An automated machine learning framework to optimize radiomics model construction validated on twelve clinical applications
Martijn P. A. Starmans, Sebastian R. van der Voort, Thomas Phil, Milea J. M. Timbergen, Melissa Vos, Guillaume A. Padmos, Wouter Kessels, David Hanff, Dirk J. Grunhagen, Cornelis Verhoef, Stefan Sleijfer, Martin J. van den Bent, Marion Smits, Roy S. Dwarkasing, Christopher J. Els, Federico Fiduzi, Geert J. L. H. van Leenders, Anela Blazevic, Johannes Hofland, Tessa Brabander, Renza A. H. van Gils, Gaston J. H. Franssen, Richard A. Feelders, Wouter W. de Herder, Florian E. Buisman, Francois E. J. A. Willemssen, Bas Groot Koerkamp, Lindsay Angus, Astrid A. M. van der Veldt, Ana Rajicic, Arlette E. Odink, Mitchell Deen, Jose M. Castillo T., Jifke Veenland, Ivo Schoots, Michel Renckens, Michail Doukas, Rob A. de Man, Jan N. M. IJzermans, Razvan L. Miclea, Peter B. Vermeulen, Esther E. Bron, Maarten G. Thomeer, Jacob J. Visser, Wiro J. Niessen, Stefan Klein
TL;DR
This study tackles the reproducibility and efficiency bottlenecks in radiomics by introducing WORC, an automated, modular AutoML framework that optimizes complete radiomics workflows per clinical application through a Combined Algorithm Selection and Hyperparameter (CASH) formulation. It compares random search and Bayesian optimization (SMAC) with three ensembling strategies, showing that a medium-budget random search with simple averaging yields comparable performance to more complex methods while improving stability. Across twelve clinical applications, WORC outperforms a conventional radiomics baseline and often matches or exceeds human expert performance, demonstrating strong generalization and robustness on multi-center data.
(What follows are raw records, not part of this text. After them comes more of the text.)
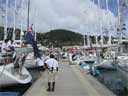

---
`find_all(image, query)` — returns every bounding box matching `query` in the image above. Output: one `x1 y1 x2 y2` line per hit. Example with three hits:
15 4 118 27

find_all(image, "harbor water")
0 68 40 96
95 69 128 96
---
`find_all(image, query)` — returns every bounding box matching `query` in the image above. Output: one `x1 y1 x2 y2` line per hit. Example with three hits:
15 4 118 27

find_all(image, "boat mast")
4 0 8 39
27 0 30 32
12 0 17 40
106 0 111 45
98 0 103 47
117 0 121 52
20 2 24 45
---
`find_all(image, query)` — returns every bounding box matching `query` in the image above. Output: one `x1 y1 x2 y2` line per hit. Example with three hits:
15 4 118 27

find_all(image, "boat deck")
24 61 116 96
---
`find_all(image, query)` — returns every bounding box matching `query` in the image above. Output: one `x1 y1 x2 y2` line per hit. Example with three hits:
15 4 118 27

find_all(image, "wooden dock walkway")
24 59 115 96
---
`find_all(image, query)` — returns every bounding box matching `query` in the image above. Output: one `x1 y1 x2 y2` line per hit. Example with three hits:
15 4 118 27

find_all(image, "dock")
24 61 116 96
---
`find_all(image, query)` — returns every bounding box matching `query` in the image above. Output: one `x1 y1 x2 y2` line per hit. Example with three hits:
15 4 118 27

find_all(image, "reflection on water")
96 69 128 96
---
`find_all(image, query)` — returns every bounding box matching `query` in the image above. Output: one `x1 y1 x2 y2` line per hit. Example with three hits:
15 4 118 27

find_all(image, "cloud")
0 0 117 35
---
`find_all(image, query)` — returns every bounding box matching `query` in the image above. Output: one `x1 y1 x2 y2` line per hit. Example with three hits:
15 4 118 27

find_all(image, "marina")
0 0 128 96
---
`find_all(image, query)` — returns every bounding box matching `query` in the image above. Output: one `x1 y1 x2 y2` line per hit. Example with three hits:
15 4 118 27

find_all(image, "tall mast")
12 0 17 40
106 0 111 45
98 0 103 46
4 0 8 39
20 2 23 45
117 0 121 52
27 0 30 32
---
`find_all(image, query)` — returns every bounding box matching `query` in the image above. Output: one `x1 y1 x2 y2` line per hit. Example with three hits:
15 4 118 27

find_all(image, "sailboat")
0 0 32 87
114 0 128 89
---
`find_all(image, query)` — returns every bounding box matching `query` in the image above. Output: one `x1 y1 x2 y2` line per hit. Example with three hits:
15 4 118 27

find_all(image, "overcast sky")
0 0 127 35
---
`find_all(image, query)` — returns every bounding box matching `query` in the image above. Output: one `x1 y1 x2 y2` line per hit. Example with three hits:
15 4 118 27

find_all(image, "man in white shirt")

By releasing six public datasets (930 patients) and the WORC toolbox, the work advances reproducibility and provides a scalable path to automated, cross-application radiomics model construction.
Abstract
Predicting clinical outcomes from medical images using quantitative features (``radiomics'') requires many method design choices, Currently, in new clinical applications, finding the optimal radiomics method out of the wide range of methods relies on a manual, heuristic trial-and-error process. We introduce a novel automated framework that optimizes radiomics workflow construction per application by standardizing the radiomics workflow in modular components, including a large collection of algorithms for each component, and formulating a combined algorithm selection and hyperparameter optimization problem. To solve it, we employ automated machine learning through two strategies (random search and Bayesian optimization) and three ensembling approaches. Results show that a medium-sized random search and straight-forward ensembling perform similar to more advanced methods while being more efficient. Validated across twelve clinical applications, our approach outperforms both a radiomics baseline and human experts. Concluding, our framework improves and streamlines radiomics research by fully automatically optimizing radiomics workflow construction. To facilitate reproducibility, we publicly release six datasets, software of the method, and code to reproduce this study.